The nation in brief

Sunday, May 18, 2014

Utah gay-adoption birth certificates halted

SALT LAKE CITY -- The Utah Supreme Court has ordered a temporary halt of several district judges' orders requiring the Utah Department of Health to issue birth certificates in same-sex parent adoptions.

The stay was granted Friday night in response to a Utah Attorney General's Office request for clarity on whether the department can issue the birth certificates if directed by court order.

The attorney general's office praised the decision, saying the stay will remain in effect until the issue has been resolved by the court.

The stay appears to apply to 3rd District Judge Andrew Stone's order requiring Attorney General Sean Reyes and two top health officials to explain the state's refusal to recognize a same-sex couple's adoption, the attorney general's office said.

Stone's order, dated May 7, does not identify the child or the two women who adopted the child. The two were among hundreds of gay couples who married after a federal judge overturned Utah's same-sex marriage ban Dec. 20.

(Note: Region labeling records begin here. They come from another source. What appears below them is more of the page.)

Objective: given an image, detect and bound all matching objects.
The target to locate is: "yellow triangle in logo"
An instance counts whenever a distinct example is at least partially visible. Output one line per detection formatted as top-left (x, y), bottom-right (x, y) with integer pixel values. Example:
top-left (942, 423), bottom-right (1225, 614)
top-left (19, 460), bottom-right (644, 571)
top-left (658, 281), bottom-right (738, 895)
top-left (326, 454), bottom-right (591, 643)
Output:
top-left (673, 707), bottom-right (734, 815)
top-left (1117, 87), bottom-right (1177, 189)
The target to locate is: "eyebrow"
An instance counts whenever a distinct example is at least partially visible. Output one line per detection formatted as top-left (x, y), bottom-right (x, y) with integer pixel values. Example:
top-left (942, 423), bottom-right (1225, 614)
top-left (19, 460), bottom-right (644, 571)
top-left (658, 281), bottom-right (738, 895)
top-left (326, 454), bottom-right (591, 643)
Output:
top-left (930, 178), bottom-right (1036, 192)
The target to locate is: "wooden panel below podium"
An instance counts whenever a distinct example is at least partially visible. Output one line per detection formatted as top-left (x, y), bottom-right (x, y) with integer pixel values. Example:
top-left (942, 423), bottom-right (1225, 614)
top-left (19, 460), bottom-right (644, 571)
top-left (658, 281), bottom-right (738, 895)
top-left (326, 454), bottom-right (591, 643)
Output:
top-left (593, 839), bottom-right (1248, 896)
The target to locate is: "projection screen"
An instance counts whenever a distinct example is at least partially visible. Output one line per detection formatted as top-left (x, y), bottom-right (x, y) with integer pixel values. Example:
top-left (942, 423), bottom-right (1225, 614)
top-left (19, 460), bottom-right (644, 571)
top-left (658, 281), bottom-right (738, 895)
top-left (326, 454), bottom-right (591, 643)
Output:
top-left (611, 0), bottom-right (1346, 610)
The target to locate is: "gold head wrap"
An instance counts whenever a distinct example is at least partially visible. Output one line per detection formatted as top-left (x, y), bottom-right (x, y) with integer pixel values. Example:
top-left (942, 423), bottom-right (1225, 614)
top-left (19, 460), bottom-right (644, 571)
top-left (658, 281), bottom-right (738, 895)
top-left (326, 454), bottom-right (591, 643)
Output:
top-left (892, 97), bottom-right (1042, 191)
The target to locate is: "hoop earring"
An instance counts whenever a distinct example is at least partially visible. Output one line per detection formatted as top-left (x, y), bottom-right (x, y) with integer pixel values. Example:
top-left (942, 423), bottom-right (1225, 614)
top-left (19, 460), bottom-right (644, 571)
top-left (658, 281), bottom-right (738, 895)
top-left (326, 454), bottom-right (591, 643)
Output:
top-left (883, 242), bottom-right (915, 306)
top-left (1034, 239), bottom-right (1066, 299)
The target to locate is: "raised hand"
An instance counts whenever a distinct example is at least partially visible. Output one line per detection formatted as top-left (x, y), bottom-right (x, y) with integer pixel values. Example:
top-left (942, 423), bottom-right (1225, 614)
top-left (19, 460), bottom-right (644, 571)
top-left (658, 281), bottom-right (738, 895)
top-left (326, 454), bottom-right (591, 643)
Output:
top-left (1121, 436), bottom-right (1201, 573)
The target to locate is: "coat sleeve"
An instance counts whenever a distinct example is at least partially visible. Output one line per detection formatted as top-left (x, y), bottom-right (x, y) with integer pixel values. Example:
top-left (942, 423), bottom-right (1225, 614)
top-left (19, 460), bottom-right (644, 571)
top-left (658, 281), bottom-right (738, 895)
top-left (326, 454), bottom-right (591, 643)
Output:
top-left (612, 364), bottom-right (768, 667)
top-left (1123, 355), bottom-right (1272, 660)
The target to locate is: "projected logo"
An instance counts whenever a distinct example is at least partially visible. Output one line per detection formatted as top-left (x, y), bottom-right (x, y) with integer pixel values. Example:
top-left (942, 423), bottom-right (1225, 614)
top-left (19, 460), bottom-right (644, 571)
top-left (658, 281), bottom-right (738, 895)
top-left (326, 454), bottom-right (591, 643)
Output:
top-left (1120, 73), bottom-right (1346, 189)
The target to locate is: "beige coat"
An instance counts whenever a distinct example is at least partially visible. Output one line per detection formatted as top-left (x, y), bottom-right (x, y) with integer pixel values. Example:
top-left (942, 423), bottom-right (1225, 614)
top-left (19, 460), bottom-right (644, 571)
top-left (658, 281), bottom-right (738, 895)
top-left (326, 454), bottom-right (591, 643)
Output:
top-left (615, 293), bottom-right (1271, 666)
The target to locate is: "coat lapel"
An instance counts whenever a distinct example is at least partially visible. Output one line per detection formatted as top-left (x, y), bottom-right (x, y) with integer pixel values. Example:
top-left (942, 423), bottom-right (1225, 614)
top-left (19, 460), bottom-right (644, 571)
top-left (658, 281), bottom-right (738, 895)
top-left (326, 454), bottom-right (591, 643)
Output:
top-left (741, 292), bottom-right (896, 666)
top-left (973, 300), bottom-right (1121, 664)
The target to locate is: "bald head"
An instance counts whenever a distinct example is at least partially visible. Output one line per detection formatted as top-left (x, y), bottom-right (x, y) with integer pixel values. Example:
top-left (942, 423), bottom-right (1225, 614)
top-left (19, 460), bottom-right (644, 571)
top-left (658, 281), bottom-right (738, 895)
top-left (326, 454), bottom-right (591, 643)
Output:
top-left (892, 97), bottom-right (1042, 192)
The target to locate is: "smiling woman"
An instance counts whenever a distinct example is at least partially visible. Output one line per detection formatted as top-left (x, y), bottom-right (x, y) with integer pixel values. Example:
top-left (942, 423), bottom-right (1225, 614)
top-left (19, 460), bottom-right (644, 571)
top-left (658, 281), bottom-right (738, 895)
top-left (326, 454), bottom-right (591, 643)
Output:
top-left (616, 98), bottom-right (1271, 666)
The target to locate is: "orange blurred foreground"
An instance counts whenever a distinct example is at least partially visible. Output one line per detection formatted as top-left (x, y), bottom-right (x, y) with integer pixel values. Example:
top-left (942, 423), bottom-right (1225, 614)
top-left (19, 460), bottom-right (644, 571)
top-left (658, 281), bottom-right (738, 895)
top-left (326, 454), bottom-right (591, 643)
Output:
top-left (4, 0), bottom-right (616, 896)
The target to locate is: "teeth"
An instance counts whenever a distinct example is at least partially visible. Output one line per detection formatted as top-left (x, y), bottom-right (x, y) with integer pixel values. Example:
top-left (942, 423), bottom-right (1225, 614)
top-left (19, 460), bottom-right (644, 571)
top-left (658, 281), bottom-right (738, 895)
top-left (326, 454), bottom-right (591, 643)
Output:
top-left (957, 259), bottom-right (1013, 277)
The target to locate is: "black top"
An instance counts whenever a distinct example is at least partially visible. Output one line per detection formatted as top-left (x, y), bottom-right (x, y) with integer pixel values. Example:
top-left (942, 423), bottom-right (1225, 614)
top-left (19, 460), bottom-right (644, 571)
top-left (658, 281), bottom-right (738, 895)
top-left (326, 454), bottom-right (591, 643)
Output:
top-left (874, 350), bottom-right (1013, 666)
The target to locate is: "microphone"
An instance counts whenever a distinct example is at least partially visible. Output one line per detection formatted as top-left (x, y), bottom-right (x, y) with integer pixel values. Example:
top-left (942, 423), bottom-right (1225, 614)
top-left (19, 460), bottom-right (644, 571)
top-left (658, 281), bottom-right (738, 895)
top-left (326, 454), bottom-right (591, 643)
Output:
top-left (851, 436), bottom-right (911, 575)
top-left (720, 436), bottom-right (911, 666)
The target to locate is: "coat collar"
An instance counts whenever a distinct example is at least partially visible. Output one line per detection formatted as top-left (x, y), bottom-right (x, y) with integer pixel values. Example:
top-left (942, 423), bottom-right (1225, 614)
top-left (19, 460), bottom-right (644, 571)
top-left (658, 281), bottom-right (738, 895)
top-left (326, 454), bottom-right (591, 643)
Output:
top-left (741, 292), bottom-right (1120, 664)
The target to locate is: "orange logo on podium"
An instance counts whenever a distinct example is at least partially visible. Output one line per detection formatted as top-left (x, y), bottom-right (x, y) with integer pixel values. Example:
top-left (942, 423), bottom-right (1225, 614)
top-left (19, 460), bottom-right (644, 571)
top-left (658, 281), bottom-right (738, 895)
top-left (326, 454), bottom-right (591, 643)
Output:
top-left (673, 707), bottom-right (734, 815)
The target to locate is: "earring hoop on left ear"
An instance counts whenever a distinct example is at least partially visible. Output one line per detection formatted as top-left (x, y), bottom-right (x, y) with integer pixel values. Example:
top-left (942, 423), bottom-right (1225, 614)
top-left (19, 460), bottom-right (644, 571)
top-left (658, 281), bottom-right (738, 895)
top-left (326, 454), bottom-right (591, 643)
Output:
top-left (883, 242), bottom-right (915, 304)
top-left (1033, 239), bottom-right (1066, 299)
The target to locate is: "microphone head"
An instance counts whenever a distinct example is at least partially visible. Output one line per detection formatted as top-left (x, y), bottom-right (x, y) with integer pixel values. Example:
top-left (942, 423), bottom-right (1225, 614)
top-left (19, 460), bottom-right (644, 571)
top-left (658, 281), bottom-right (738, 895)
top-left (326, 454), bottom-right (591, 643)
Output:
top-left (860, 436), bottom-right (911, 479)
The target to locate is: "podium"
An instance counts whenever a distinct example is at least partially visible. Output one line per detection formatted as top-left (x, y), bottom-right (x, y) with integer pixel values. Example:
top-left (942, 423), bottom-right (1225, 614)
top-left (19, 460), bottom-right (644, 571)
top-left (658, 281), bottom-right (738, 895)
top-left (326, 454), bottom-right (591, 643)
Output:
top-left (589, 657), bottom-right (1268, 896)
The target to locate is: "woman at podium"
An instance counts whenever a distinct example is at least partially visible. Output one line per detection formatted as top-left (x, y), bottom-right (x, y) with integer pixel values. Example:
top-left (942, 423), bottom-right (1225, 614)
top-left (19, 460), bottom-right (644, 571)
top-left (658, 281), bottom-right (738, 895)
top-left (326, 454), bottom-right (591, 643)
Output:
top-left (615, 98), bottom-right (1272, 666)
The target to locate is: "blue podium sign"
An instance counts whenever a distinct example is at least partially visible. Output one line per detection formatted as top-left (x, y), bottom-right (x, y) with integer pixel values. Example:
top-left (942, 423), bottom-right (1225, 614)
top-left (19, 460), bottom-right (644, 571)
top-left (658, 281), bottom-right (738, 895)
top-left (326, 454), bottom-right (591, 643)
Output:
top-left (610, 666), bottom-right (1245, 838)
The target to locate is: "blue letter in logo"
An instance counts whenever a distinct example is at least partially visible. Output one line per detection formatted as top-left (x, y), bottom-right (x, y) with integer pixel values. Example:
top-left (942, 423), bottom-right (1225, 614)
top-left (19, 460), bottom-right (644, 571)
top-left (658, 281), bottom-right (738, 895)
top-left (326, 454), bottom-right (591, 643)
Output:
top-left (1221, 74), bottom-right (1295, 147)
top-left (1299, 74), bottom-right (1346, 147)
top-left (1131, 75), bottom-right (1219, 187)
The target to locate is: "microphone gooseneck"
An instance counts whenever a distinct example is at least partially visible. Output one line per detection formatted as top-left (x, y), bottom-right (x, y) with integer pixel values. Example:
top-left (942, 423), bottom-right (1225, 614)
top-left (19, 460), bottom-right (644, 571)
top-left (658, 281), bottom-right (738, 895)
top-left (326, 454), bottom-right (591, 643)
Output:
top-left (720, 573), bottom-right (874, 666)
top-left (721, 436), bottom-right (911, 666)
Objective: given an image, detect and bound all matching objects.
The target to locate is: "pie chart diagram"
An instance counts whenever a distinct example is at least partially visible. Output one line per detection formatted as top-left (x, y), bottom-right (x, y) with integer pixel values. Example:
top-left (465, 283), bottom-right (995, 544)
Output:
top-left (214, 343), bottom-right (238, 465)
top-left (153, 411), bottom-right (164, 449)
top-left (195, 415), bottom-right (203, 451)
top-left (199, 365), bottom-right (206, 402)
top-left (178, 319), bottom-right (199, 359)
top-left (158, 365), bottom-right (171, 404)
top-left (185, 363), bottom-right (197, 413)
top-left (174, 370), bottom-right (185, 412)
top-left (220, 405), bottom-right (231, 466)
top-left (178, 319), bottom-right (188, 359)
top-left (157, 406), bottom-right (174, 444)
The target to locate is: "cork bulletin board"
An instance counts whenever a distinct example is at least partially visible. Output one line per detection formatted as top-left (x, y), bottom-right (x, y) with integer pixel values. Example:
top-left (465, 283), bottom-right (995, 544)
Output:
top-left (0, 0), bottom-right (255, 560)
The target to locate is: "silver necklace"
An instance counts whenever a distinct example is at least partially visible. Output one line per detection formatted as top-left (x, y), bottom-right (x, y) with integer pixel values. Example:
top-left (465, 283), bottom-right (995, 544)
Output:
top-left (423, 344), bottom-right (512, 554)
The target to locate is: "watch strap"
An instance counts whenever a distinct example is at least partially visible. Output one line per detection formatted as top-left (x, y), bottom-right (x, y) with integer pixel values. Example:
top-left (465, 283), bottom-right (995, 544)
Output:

Those weddings stopped Jan. 6 when the U.S. Supreme Court issued a stay, prompting the attorney general's office to maintain adoptions by same-sex partners also should be on hold.

Holder: Race-neutral rules imperil equality

WASHINGTON -- Policies described as "race neutral" often pose a greater threat to equality than insensitive comments that result in media attention, U.S. Attorney General Eric Holder told graduates of Morgan State University.

"These outbursts of bigotry, while deplorable, are not the true markers of the struggle that still must be waged, or the work that still needs to be done -- because the greatest threats do not announce themselves in screaming headlines," Holder said Saturday in a commencement address at the historically black college in Baltimore, Md.

Holder, the first black to serve in the highest U.S. law enforcement post, delivered his speech on the 60th anniversary of the U.S. Supreme Court decision that outlawed racially segregated public schools, Brown v. Board of Education.

He said the more insidious forms of discrimination include "zero tolerance" school-discipline practices that "affect black males at a rate three times higher than their white peers," along with laws that result in stiffer prison sentences for blacks and other minority-group members, and voter-identification statutes that proponents say are intended to halt fraud at the polls.

Surgery more risky for Medicaid patients

WASHINGTON -- Surgery patients covered by Medicaid arrive at the hospital in worse health, experience more complications, stay longer and cost more than patients with private insurance, a new study has found.

Although Medicaid patients in the study were generally younger than privately insured patients, they were twice as likely to smoke and had higher rates of conditions that made surgery riskier. Those conditions, which can arise from years of poor health habits, include diabetes, lung disease and blood vessel blockage.

The study was led by Dr. Darrell Campbell, the chief medical officer of the University of Michigan Health System, and published this month in the journal JAMA Surgery. It analyzed data on nearly 14,000 patients who had operations at 52 hospitals in Michigan from July 2012 to June 2013.

The findings have financial implications for hospitals, which are often paid less than the full cost of caring for Medicaid patients. About half of all U.S. states have expanded Medicaid under the Patient Protection and Affordable Care Act

Blogger charged with felony exploitation

JACKSON, Miss. -- Authorities have accused a conservative Mississippi blogger of going into a nursing home, photographing the bedridden wife of Republican U.S. Sen. Thad Cochran without permission and posting an image online as part of a video.

Rose Cochran, 72, has lived at St. Catherine's Village since 2000 and has dementia.

Clayton Thomas Kelly, 28, of Pearl, was arrested Friday and charged with felony exploitation of a vulnerable adult, Madison police said. Kelly remained in the Madison County jail Saturday in lieu of $100,000 bond.

Cochran attorney Don Clark said an unauthorized photo of Rose Cochran was taken in her nursing home room, near her bedside, and it was posted briefly online.

Kelly has a blog called Constitutional Clayton, which includes posts disparaging Thad Cochran and at least one showing support for Cochran's Republican primary challenger, state Sen. Chris McDaniel. McDaniel said Saturday that his campaign has no connection to Kelly.